Cette situation s'explique par le faible investissement des éditeurs et de la presse dans ce domaine.
L'année 2008 marque un tournant : Evan Sohun et Thierry Permal, anciens dessinateurs de la revue BD
Ticomix, lancent un atelier d'illustrations et de BD : Croart. Celui-ci se transformera en association par la suite. En décembre, Jean Claude de L'estrac et Pov publient aux Editions Le printemps,
L'île Maurice racontée à mes petits enfants, qui devient un gros succès de librairie. Au même moment, sortent
Dieu kiladi de Titane Laurent ainsi que
Le Fils perdu et retrouvé de Stanley Harmon qui adapte une parabole de l'Evangile avec beaucoup de talent et de sensibilité. Par la suite, plusieurs albums suivront. Ce sera le cas en 2009, de
Rajah à l'Aapravasi Ghat, sur l'émigration indienne dans le pays, par Annouchka Ramcharrun, fonctionnaire et ancienne élève de l'atelier Croart. Au mois de mars 2010, Laval Ng sort son premier album commercial "au pays",
Contes de sagesse d'Afrique, un recueil de contes du Sénégalais Cheik Abdoulaye Dieye, publié par le Centre des dames mourides (CDM). De son coté, Pov adapte la constitution mauricienne pour Amnesty International (
Constitution, euh c'est quoi ?) et Khalil Muthy publie à compte d'auteur,
Captif à l'isle de France. A l'étranger, Laval Ng continue son parcours en dessinant
Khalil Gibran en 2008 et en apparaissant dans le collectif
Marmites créoles (CDM - Réunion) en 2011. Maëva Poupard scénarise, sous le pseudonyme de Rutile, la série
Geek et Girly en 2 tomes, chez Soleil productions. Enfin, en 2010, Pov et le poète Umar Timol apparaissent dans l'album collectif,
Visions d'Afrique aux éditions de L'Harmattan, avec une adaptation de
Terre d'ébène d'Albert Londres pour le premier et la mise en dessins d'un des textes du second :
Les yeux des autres.
Ile était une fois… n'est donc pas une œuvre isolée et se situe bien dans une dynamique propre au 9ème art mauricien. Les auteurs réunis à cette occasion sont tous issus des différentes étapes qui ont marqué son histoire.
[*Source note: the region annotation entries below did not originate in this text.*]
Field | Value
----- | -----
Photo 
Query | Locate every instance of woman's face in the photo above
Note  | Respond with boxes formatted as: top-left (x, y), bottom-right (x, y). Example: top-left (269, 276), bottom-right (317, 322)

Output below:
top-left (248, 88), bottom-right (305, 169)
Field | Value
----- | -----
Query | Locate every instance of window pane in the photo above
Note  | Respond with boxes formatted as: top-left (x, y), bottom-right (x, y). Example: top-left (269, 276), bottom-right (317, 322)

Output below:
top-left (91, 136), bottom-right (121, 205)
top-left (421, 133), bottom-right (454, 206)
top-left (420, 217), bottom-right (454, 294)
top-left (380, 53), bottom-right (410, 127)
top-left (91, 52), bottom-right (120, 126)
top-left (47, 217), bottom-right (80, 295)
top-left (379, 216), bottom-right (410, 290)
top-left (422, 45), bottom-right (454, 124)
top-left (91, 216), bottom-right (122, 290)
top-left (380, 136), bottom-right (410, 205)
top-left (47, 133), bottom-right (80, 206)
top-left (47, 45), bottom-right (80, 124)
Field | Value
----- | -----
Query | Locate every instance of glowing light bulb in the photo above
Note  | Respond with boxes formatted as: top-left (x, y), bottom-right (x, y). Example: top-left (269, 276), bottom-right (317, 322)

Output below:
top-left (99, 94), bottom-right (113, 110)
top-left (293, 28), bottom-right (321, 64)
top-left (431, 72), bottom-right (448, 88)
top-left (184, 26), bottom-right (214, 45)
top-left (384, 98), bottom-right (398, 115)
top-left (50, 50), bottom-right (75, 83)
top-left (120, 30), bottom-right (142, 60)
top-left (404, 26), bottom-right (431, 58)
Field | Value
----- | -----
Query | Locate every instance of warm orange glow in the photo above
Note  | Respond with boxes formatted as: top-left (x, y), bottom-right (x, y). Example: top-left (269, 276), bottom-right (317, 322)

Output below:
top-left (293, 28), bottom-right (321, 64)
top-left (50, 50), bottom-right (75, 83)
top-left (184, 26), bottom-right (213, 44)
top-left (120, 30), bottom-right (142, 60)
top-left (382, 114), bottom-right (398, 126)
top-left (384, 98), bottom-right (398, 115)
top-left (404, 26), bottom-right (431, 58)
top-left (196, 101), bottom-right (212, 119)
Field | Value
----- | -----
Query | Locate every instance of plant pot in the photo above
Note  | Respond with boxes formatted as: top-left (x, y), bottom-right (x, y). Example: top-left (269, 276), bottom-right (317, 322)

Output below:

C'est cette énergie, ce souffle qu'AfriBD a voulu soutenir en choisissant, l'île Maurice et l'association Croart parmi ses trois partenaires du sud. En espérant que ce souffle ne retombe pas et que cet album soit le démarrage d'une véritable culture de la BD dans ce petit pays qui a offert tant d'écrivains et d'artistes à la francophonie.